Le privilège et le bonheur de se chauffer au bois, photo Hase France

Quelques jours avant Noël, le gouvernement Barnier a fait une mauvaise surprise aux Français : une nouvelle baisse de 30% des aides à l’installation d’appareils de chauffage au bois performants, après une première baisse de 30% appliquée le 1er avril 2024. En 8 mois, les gouvernements successifs ont ainsi décidé de diviser par deux les aides au chauffage au bois. Comment expliquer qu’on sacrifie autant cette filière vertueuse indispensable à la transition énergétique et au pouvoir d’achat des Français ?

Sur la forme, la décision a de quoi surprendre : la veille de sa démission et alors que les crédits budgétaires étaient en train d’être censurés à l’Assemblée nationale, le gouvernement Barnier a publié en catastrophe cet arrêté sans même donner le temps de mener à terme les échanges avec les professionnels. Un bon exemple de confusion entre vitesse et précipitation…

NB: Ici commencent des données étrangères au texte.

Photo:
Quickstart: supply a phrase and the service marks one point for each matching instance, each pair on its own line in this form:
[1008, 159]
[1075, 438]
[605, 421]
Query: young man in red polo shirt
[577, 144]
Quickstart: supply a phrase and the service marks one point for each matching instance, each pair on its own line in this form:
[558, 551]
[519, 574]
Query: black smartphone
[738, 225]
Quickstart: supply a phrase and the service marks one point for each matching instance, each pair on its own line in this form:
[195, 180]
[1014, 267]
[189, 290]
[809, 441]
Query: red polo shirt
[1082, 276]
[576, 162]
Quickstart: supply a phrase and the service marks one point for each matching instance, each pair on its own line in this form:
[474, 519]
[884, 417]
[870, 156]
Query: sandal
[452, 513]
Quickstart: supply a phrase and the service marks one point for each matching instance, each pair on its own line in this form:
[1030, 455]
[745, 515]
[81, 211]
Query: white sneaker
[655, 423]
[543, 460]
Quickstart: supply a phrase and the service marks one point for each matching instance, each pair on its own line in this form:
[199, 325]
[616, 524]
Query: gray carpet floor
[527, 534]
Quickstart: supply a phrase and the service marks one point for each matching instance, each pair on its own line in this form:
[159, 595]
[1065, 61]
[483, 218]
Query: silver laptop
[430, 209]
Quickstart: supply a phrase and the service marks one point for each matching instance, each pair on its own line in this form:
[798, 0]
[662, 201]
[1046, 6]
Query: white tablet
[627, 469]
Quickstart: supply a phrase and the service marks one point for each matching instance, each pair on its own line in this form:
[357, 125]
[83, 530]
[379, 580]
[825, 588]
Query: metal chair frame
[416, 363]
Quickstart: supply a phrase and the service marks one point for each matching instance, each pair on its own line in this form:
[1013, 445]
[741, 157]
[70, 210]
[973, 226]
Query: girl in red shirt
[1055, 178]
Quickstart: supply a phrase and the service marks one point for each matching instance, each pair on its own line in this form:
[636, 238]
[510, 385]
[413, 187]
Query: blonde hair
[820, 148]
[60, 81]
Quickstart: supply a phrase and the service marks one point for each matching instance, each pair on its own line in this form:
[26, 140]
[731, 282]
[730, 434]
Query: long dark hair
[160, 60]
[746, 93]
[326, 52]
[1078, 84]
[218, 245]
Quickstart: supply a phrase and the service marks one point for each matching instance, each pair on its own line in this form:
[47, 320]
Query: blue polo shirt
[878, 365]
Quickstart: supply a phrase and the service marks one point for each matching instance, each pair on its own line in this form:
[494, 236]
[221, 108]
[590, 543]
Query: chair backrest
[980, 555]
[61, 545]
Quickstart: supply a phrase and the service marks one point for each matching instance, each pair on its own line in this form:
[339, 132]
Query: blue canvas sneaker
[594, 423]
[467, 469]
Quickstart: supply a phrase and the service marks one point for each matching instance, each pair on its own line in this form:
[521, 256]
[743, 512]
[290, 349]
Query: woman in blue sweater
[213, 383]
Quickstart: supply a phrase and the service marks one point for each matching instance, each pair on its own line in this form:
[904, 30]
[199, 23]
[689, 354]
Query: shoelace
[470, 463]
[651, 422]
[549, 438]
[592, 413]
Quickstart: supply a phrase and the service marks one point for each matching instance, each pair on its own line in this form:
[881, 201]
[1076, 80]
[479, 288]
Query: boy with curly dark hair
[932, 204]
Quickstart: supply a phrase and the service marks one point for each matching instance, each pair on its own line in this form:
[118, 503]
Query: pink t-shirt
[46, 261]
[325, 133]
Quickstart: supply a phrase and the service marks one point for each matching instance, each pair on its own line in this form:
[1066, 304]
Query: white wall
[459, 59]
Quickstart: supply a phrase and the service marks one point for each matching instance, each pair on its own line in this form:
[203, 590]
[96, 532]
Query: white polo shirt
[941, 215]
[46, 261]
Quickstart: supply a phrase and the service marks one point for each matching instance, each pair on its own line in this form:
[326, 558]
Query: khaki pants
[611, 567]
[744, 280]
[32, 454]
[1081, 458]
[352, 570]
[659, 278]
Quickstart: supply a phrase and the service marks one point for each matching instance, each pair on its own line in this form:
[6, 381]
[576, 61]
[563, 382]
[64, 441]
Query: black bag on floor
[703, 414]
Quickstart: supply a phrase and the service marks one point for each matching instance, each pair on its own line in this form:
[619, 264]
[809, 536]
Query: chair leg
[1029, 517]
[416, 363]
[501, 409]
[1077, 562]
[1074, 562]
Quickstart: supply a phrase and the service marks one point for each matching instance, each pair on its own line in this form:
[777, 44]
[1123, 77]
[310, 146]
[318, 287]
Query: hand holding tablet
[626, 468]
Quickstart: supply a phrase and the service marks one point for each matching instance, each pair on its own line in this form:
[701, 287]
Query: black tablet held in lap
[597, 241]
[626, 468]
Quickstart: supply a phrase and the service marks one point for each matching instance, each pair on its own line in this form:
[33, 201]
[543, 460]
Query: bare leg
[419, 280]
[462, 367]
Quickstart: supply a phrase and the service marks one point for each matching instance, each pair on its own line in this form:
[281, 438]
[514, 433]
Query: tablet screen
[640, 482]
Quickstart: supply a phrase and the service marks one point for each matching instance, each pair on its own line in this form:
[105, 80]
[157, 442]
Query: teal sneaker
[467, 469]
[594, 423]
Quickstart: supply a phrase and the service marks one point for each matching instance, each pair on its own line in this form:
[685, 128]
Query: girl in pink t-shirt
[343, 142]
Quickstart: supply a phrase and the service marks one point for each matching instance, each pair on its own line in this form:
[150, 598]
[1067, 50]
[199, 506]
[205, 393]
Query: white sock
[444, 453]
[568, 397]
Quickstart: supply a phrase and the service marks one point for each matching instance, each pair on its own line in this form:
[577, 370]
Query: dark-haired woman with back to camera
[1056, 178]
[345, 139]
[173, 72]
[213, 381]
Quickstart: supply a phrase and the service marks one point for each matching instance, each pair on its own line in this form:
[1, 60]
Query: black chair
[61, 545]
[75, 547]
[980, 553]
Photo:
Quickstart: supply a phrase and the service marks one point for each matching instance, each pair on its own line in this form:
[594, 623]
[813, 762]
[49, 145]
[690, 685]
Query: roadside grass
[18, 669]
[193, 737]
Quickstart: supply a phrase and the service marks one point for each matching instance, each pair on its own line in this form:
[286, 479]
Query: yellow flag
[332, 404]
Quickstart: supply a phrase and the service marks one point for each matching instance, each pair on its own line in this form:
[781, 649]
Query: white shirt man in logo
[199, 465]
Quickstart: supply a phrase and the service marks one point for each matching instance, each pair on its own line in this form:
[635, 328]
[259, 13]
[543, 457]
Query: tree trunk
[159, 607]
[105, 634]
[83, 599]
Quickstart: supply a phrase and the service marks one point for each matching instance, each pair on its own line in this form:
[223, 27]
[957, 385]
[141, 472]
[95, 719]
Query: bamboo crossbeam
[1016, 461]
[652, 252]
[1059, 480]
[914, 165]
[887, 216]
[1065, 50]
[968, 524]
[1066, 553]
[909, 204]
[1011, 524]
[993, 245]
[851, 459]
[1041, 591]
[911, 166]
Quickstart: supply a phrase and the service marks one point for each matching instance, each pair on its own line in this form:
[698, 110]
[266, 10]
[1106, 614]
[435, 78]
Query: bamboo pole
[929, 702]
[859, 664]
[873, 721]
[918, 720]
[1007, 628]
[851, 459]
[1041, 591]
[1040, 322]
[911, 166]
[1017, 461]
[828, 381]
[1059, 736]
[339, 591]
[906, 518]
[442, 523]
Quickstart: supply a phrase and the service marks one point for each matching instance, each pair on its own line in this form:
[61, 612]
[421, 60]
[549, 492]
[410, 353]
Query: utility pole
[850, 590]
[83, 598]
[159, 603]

Sur le fond, cette décision ne surprend plus, elle désarçonne : le chauffage au bois, est reconnu partout en Europe comme vertueux à la fois pour l’environnement (le granulé ne rejette que 30g de CO₂ par kWh) et pour le pouvoir d’achat ; le bois, selon sa forme se vend en France entre 5 et 7,5 cts€ par kWh… seulement. C’est donc une excellente énergie de substitution aux énergies fossiles ou à l’électricité qui, avec un prix au moins trois fois plus élevé pour cette dernière, continue d’alimenter 5,5 millions de foyers en maisons individuelles en France. Pourquoi se passer d’une partie de la solution, quand les défis sont si grands ?

Alertés il y a quelques semaines de ce projet de décision, les professionnels du chauffage au bois ont tenté de faire entendre raison aux décideurs. Ils ont été rejoints par plus de 60 parlementaires de tous bords qui ont interpellé les ministres de l’Ecologie, de l’Energie ou de l’Industrie sur le risque de cette baisse sur le pouvoir d’achat des Français. Comment accepter que le gouvernement fasse fi de ces alertes, au moment où partout se murmure que l’Etat ne soutient plus le bois-énergie ?

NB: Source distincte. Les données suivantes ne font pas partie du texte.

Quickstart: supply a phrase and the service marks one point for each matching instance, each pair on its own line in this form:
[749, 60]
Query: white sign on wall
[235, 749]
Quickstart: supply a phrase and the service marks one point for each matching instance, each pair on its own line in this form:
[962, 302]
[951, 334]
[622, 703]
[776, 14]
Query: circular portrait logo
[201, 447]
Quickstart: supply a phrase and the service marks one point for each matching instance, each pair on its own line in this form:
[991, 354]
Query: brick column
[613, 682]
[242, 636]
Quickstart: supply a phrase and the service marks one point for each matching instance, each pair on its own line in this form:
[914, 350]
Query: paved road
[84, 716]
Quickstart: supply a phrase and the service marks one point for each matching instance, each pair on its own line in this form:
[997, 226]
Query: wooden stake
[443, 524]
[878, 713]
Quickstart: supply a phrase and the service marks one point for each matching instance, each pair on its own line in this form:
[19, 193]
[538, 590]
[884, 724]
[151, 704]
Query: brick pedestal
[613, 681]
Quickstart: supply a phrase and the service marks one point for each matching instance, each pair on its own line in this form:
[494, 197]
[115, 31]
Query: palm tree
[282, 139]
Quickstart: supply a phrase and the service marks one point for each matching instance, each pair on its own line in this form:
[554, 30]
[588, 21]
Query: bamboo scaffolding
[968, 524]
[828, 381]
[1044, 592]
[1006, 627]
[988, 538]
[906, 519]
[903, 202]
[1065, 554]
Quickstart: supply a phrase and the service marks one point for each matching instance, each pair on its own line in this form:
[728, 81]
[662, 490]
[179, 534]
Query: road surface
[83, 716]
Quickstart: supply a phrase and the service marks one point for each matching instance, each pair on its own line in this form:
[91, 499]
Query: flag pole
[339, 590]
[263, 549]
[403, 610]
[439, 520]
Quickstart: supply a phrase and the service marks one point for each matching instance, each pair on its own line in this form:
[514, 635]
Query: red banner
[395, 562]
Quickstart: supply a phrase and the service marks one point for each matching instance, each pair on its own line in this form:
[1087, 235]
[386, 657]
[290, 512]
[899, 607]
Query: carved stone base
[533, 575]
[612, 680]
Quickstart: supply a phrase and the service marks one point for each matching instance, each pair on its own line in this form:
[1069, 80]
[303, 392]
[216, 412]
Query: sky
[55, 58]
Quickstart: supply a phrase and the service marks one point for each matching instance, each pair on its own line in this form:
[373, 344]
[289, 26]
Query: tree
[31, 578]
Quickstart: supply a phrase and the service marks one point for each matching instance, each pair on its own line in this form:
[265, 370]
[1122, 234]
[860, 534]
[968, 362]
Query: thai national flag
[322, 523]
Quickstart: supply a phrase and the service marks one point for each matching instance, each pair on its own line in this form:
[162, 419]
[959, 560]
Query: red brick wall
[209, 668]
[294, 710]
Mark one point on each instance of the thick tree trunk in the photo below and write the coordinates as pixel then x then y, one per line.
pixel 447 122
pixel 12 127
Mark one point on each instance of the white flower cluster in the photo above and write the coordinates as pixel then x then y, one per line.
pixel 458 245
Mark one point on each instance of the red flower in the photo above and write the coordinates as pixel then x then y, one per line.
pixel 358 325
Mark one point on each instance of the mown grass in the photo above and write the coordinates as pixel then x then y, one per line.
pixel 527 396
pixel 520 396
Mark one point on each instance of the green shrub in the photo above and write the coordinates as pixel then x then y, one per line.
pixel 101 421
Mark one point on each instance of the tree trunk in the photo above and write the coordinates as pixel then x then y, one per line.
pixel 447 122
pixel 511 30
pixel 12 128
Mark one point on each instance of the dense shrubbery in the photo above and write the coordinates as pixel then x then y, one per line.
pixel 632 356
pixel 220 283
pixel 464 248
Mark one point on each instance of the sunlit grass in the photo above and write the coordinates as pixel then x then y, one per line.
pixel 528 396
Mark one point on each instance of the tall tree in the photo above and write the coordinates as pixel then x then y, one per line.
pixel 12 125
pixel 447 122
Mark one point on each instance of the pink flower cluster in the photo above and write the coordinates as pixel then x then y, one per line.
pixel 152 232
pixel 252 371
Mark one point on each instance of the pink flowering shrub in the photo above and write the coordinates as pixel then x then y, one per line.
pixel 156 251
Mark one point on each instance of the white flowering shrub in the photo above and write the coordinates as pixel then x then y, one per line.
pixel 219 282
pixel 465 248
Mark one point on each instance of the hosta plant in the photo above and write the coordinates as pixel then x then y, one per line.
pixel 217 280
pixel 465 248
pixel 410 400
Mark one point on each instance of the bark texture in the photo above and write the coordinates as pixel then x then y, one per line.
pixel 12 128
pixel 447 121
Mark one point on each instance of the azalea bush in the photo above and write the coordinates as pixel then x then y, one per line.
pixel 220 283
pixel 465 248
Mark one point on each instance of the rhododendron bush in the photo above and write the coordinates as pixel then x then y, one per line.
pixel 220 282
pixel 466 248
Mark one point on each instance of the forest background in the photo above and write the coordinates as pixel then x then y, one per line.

En temps de crise budgétaire, on peut comprendre que l’Etat cherche à faire des économies. Mais le chauffage au bois domestique ne représente que quelques dizaines de millions d’euros dans le budget de l’ANAH à travers MaPrimeRenov et il permet à plus de 7 millions de ménages français de faire chaque année des centaines, voire des milliers d’euros d’économies, et à l’Etat de réduire le déficit d’importation des énergies fossiles (plus de 100 milliards d’Euros en 2022 !).

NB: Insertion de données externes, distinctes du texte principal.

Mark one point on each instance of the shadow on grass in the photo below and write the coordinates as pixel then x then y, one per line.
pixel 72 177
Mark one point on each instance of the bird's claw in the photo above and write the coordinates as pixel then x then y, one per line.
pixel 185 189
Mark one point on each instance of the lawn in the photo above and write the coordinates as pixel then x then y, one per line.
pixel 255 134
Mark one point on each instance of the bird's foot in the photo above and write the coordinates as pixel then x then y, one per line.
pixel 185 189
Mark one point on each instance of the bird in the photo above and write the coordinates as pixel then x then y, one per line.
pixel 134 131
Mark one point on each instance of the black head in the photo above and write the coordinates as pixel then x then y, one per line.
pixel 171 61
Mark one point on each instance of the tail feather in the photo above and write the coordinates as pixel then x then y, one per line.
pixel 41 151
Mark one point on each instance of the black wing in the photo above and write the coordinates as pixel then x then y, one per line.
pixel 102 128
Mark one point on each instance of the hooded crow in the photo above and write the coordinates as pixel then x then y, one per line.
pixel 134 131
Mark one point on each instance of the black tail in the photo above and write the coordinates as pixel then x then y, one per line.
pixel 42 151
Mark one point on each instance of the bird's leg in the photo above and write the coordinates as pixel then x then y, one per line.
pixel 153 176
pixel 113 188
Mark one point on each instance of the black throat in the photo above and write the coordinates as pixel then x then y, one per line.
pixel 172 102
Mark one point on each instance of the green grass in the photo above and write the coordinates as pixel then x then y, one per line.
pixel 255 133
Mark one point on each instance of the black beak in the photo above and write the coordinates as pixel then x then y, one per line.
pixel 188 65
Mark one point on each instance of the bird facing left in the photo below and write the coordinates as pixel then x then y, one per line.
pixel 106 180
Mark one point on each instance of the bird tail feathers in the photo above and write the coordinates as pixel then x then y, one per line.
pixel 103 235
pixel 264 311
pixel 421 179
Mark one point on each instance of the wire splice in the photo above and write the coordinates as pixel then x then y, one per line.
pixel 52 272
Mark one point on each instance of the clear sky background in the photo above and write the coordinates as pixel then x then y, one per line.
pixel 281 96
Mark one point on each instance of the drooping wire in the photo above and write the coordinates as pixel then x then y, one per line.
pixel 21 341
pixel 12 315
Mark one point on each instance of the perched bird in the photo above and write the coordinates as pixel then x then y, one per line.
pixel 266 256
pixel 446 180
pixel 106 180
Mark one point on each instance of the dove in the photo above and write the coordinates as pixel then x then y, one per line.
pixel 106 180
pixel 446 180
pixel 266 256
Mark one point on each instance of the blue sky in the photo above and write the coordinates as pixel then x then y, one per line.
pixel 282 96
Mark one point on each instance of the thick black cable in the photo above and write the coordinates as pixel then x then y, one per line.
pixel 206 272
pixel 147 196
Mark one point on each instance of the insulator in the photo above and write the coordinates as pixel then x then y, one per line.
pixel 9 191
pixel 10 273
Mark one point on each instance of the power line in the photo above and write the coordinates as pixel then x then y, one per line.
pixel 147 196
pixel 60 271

Pour certains, la raison serait à chercher du côté du « bouclage biomasse », finalisé par le Secrétariat général à la Planification écologique (SGPE) durant l’été 2024. Selon cette institution très influente créée par le Président Macron, la biomasse ne serait pas en quantité suffisante pour tous les usages, faisant de la décarbonation des sites industriels une priorité contre le chauffage résidentiel au bois…. « la quantité de biomasse n’est pas suffisante », j’ai entendu ce discours récurrent depuis près de 40 ans, il n’en est rien, personne n’a jamais manqué de bois depuis que le bois-énergie moderne a commencé son développement dans les années 1980.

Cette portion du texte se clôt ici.